Named Entity Extraction in OpenNLP

Named Entity Extraction Example in openNLP – In this openNLP tutorial, we shall try entity extraction from a sentence using openNLP pre-built models, that were already trained to find the named entity.

What is Named Entity Recognition/Extraction (NER)?

Named Entity Recognition is a task of finding the named entities that could possibly belong to categories like persons, organizations, dates, percentages, etc., and categorize the identified entity to one of these categories.

ADVERTISEMENT

How Named Entity Extraction is done in OpenNLP?

In OpenNLP, Named Entity Extraction is done using statistical models, i.e., machine learning techniques. Coming to specifics, Maxent modeling is used. To get an intuition on how Maxent modeling works, refer to themotivating example of Maxent modeling.
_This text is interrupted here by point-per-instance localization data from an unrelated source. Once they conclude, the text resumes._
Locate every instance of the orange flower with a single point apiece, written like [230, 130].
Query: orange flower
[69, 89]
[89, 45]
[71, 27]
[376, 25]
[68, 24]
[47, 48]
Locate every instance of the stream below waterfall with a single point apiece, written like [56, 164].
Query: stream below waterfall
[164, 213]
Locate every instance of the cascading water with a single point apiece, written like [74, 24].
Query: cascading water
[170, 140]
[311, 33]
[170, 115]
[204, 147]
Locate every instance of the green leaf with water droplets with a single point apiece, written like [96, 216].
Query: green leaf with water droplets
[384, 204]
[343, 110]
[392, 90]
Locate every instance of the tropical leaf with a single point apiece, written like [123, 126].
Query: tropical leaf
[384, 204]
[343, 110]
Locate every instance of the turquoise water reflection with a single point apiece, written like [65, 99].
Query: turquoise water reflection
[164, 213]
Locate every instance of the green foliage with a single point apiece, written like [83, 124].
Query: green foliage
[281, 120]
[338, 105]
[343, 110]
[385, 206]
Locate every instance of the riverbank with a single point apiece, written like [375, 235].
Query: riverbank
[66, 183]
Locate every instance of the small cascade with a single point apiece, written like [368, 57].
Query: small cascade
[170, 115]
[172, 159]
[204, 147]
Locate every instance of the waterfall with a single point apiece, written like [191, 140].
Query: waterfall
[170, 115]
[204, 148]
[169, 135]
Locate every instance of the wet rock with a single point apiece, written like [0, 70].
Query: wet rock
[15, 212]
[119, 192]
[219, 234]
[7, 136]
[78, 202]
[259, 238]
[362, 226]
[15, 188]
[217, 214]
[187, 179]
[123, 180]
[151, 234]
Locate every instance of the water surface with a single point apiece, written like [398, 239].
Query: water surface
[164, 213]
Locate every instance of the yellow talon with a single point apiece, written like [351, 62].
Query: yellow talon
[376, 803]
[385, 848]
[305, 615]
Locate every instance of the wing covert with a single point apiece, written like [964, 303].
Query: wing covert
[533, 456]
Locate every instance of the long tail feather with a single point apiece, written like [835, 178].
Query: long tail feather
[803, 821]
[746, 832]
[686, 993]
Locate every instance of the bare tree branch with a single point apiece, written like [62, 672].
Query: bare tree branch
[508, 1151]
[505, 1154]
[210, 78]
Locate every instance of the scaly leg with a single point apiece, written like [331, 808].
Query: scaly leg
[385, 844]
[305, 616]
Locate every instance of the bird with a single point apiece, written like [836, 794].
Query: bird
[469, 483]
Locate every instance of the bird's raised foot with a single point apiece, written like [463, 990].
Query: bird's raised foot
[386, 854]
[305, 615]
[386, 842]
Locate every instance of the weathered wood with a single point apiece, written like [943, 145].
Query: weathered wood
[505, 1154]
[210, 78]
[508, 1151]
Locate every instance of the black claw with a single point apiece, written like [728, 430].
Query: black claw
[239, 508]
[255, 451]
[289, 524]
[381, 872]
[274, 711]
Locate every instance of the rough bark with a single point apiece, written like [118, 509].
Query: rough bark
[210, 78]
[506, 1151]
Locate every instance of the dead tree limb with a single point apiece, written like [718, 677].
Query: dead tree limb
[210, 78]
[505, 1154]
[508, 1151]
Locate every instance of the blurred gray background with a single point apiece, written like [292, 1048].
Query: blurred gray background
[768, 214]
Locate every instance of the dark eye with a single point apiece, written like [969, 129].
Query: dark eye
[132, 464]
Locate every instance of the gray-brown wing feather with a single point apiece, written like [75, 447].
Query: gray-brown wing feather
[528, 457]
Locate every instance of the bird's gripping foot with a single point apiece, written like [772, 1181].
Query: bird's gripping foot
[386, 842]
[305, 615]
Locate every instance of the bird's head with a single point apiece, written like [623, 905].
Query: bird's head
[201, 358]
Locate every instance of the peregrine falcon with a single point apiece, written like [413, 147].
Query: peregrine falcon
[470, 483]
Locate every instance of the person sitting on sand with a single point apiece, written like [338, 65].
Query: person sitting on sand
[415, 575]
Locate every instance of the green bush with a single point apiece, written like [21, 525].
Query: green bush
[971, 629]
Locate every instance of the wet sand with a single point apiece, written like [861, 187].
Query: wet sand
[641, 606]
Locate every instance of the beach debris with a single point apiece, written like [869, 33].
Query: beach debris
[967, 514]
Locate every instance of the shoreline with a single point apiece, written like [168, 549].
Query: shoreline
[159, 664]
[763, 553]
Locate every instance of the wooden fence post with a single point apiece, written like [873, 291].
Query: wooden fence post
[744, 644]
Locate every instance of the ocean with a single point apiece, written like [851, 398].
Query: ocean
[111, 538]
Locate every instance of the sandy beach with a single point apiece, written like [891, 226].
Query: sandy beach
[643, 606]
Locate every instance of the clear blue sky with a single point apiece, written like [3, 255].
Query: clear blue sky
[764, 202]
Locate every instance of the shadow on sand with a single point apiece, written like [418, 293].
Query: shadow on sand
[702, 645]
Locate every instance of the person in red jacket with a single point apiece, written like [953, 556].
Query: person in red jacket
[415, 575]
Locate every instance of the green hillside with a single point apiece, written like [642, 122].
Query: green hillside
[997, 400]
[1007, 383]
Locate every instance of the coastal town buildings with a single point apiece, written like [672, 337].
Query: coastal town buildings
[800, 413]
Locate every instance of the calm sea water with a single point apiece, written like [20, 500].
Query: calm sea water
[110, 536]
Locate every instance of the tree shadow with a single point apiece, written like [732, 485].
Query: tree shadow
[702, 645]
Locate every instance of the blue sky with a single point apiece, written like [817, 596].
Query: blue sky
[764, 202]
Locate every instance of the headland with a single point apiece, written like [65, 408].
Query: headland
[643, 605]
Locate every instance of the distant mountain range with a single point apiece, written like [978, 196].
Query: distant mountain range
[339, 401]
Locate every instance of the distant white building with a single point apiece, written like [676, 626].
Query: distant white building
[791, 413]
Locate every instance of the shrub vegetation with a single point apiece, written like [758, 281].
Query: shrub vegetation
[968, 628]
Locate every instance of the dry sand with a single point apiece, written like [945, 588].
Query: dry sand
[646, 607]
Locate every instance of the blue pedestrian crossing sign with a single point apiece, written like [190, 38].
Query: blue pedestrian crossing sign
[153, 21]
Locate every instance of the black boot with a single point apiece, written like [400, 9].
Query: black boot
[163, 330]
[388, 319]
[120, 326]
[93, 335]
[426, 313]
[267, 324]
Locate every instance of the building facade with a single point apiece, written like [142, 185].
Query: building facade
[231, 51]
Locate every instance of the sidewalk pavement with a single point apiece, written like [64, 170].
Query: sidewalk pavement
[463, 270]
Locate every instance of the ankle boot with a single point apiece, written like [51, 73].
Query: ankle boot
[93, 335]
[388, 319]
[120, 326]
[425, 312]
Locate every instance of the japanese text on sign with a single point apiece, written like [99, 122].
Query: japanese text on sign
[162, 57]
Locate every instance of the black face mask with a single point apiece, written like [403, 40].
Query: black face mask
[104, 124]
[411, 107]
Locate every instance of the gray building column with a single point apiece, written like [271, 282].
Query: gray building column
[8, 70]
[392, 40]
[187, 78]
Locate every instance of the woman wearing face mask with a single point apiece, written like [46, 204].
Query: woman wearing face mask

Example 1 – Named Entity Extraction Example in OpenNLP

The following example, NameFinderExample.java shows how to use NameFinderME class to extract named entities, person and place.

NameFinderExample.java

import java.io.FileInputStream;
import java.io.IOException;
import java.io.InputStream;

import opennlp.tools.namefind.NameFinderME;
import opennlp.tools.namefind.TokenNameFinderModel;
import opennlp.tools.util.Span;

/**
 * This class demonstrates how to use NameFinderME class to do Named Entity Recognition/Extraction tasks.
 * @author tutorialkart.com
 */
public class NameFinderExample {

	public static void main(String[] args) {
		// find person name
		try {
			System.out.println("-------Finding entities belonging to category : person name------");
			new NameFinderExample().findName();
			System.out.println();
		} catch (IOException e) {
			e.printStackTrace();
		}
		
		// find place
		try {
			System.out.println("-------Finding entities belonging to category : place name------");
			new NameFinderExample().findLocation();
			System.out.println();
		} catch (IOException e) {
			e.printStackTrace();
		}
	}

	/**
	 * method to find locations in the sentence
	 * @throws IOException
	 */
	public void findName() throws IOException {
		InputStream is = new FileInputStream("en-ner-person.bin");

		// load the model from file
		TokenNameFinderModel model = new TokenNameFinderModel(is);
		is.close();

		// feed the model to name finder class
		NameFinderME nameFinder = new NameFinderME(model);

		// input string array
		String[] sentence = new String[]{
				"John",
				"Smith",
				"is",
				"standing",
				"next",
				"to",
				"bus",
				"stop",
				"and",
				"waiting",
				"for",
				"Mike",
				"."
		};

		Span nameSpans[] = nameFinder.find(sentence);

		// nameSpans contain all the possible entities detected
		for(Span s: nameSpans){
			System.out.print(s.toString());
			System.out.print("  :  ");
			// s.getStart() : contains the start index of possible name in the input string array
			// s.getEnd() : contains the end index of the possible name in the input string array
			for(int index=s.getStart();index<s.getEnd();index++){
				System.out.print(sentence[index]+" ");
			}
			System.out.println();
		}
	}
	
	/**
	 * method to find locations in the sentence
	 * @throws IOException
	 */
	public void findLocation() throws IOException {
		InputStream is = new FileInputStream("en-ner-location.bin");

		// load the model from file
		TokenNameFinderModel model = new TokenNameFinderModel(is);
		is.close();

		// feed the model to name finder class
		NameFinderME nameFinder = new NameFinderME(model);

		// input string array
		String[] sentence = new String[]{
				"John",
				"Smith",
				"is",
				"from",
				"Atlanta",
				"."
		};

		Span nameSpans[] = nameFinder.find(sentence);

		// nameSpans contain all the possible entities detected
		for(Span s: nameSpans){
			System.out.print(s.toString());
			System.out.print("  :  ");
			// s.getStart() : contains the start index of possible name in the input string array
			// s.getEnd() : contains the end index of the possible name in the input string array
			for(int index=s.getStart();index<s.getEnd();index++){
				System.out.print(sentence[index]+" ");
			}
			System.out.println();
		}
	}
	
}

When the example program, NameFinderExample.java is run, the output to console is as shown in the following.

Output

-------Finding entities belonging to category : person name------
[0..2) person  :  John Smith 
[11..12) person  :  Mike 

-------Finding entities belonging to category : place name------
[4..5) location  :  Atlanta

The project structure and the model file location, etc., is shown below:

Named Entity Extraction Example in openNLP using Java - example project structure

Model File

The model files en-ner-person.bin, en-ner-person.bin and other ner models are available at [http://opennlp.sourceforge.net/models-1.5/]. Stay updated regarding latest releases of openNLP or model files, at [https://opennlp.apache.org/download.html]

Conclusion

In this OpenNLP Tutorial, we have seen how to use Named Entity Extraction API of OpenNLP to extract named entities from a paragraph or sentence.